Thinking about where our food comes from, being thankful for it and remembering those who don’t have as much as we do helps children to recognise the blessing of ‘our daily bread’.

Throughout the autumn, churches across the country will be having Harvest Festival services. These often involve bringing food donations and sometimes toiletries to give to food banks or homeless charities. Often there’ll be hymns and songs that say ‘thank you’ to God for all that he provides, every day. Why not find out whether your local church has a Harvest Festival? Visit www.achurchnearyou.com to find your local church.

These are some simple ways to say ‘thank you’ to God at home too:-

Say a thank you prayerGroup of club sandwiches with potato chips on wooden bacground,selective focus

A line in the Lord’s Prayer asks God to ‘Give us this day our daily bread’. When we say that line, we’re asking God to provide the basic things in life that keep us healthy and happy. It can start with the food we need to eat each day, but for lots of different reasons, not everyone has enough.

So saying thank you for our food is important – we might thank the person who cooked it, and we might go back further and think of the people in the shops where we bought the ingredients, and even trace it right back to the farmers who grew the crops in the first place.

 

For children who are old enough, trying talking about this together one meal time, taking each item on the plate and thinking about where it came from and all the people and work that has gone into bringing it to your table.

Saying grace before a meal is a way of saying thank you to God for making the earth and everything in it – all good things come from God, and it’s up to us to use them in the very best and most generous way.

Try singing this grace:
One, two, three, four, five, thank you God that I’m alive.
Six, seven, eight, nine, ten, thank you God for food.

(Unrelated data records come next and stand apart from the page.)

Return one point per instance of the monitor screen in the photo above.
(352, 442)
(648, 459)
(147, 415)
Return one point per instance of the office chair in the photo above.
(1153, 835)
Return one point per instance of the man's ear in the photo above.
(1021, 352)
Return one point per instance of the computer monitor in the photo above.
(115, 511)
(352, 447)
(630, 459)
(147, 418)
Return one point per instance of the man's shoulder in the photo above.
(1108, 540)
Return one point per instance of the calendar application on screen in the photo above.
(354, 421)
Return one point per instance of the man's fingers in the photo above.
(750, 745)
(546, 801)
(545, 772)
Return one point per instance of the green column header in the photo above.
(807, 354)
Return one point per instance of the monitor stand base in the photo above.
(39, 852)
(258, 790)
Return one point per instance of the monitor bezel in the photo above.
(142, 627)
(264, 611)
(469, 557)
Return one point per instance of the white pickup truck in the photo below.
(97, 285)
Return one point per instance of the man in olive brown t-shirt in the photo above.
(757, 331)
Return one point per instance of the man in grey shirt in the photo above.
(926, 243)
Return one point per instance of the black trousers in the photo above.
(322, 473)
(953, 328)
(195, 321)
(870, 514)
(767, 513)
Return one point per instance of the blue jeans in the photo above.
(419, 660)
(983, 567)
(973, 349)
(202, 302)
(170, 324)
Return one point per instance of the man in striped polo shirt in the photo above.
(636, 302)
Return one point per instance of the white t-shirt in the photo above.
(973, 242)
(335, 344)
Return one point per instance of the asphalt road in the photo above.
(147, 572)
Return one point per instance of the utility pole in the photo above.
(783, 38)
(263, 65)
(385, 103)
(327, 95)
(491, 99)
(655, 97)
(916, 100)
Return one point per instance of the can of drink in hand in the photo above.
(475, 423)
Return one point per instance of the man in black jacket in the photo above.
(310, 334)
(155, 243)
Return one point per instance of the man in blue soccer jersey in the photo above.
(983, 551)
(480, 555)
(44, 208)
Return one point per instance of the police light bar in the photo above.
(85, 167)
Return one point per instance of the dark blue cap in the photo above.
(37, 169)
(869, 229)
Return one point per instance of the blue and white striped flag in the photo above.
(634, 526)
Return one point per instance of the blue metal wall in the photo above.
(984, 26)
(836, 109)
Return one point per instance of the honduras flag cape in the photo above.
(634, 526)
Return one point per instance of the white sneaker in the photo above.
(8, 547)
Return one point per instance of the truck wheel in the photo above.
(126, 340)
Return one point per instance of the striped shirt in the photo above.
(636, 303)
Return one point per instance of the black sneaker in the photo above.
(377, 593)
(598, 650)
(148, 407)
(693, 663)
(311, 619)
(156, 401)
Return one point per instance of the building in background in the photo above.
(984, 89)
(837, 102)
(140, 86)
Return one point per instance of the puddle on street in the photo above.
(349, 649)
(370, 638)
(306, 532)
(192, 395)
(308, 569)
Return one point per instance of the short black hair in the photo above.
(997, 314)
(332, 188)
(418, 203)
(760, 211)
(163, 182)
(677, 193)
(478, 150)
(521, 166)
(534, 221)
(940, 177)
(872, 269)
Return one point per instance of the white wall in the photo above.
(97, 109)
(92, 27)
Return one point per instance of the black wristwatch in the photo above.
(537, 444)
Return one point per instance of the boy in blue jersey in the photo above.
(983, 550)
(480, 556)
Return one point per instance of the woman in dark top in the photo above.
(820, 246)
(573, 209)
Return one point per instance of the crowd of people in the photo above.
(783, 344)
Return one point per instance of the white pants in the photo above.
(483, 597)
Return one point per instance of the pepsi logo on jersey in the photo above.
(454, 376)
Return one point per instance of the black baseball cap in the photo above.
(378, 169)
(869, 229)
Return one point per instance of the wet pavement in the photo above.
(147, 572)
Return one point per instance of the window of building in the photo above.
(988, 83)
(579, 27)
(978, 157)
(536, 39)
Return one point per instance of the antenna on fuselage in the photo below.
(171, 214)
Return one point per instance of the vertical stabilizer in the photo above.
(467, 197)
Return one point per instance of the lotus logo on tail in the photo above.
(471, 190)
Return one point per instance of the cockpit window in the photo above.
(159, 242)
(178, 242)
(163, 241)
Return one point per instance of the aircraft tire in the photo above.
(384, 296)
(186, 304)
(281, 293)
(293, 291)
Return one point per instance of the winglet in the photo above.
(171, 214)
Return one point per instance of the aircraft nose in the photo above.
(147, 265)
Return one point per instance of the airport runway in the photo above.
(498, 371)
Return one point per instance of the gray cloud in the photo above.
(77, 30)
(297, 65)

Amen!

One of the most traditional graces goes like this:
“For what we are about to receive, may the Lord make us truly thankful
and keep us always mindful of the needs of others.”

Some families hold hands while they say grace – this reminds us that we are thankful not only for our food, but that we can share it with people we love, as in this prayer:

“Thank you God for food, and family, and friends. Amen.
or
“Thank you God for food, and family, and friends,
we remember those who have no food today,
and those who have food, but nobody to share it,
As you have blessed us, help us be a blessing for others. Amen.

Decorate a ‘grace’ table mat:

Take a piece of A4 paper, and in the middle draw round a medium sized plate to make a circle, then in that circle draw round a smaller plate. You should have something that looks a little bit like a plate. Then draw a fork outline on the left, and a knife outline on the right, and a spoon above – don’t worry about the quality of the artwork!

Now, have some fun decorating your plate with pictures of their favourite food – you can draw pictures yourself, or cut them out of magazines, or use pictures from food packets – and you can even label them if your child is old enough to start learning to read.

Somewhere on your paper, perhaps at the top or in a corner, write ‘Thank you God’ in big letters and colour it in – this is your thank-you place mat, a reminder of all the good things that God gives us.

Once you’ve finished decorating, you can either laminate your artwork, or slip it into one of those plastic folders and seal up the end with sticky tape.
Use your place mat at family meal times as a reminder of your thankfulness for all God’s blessings, and particularly for food.

This is such a fun activity, that you can create a new one every so often, with updated favourite foods, and perhaps even write a little ‘grace’ prayer of your own to go on it? Or simply include one of the prayers on this page.

Make food fun!
If your child is a bit of a fussy eater, you could try making their food more fun. Maybe arrange the veggies in the shape of a smiley face?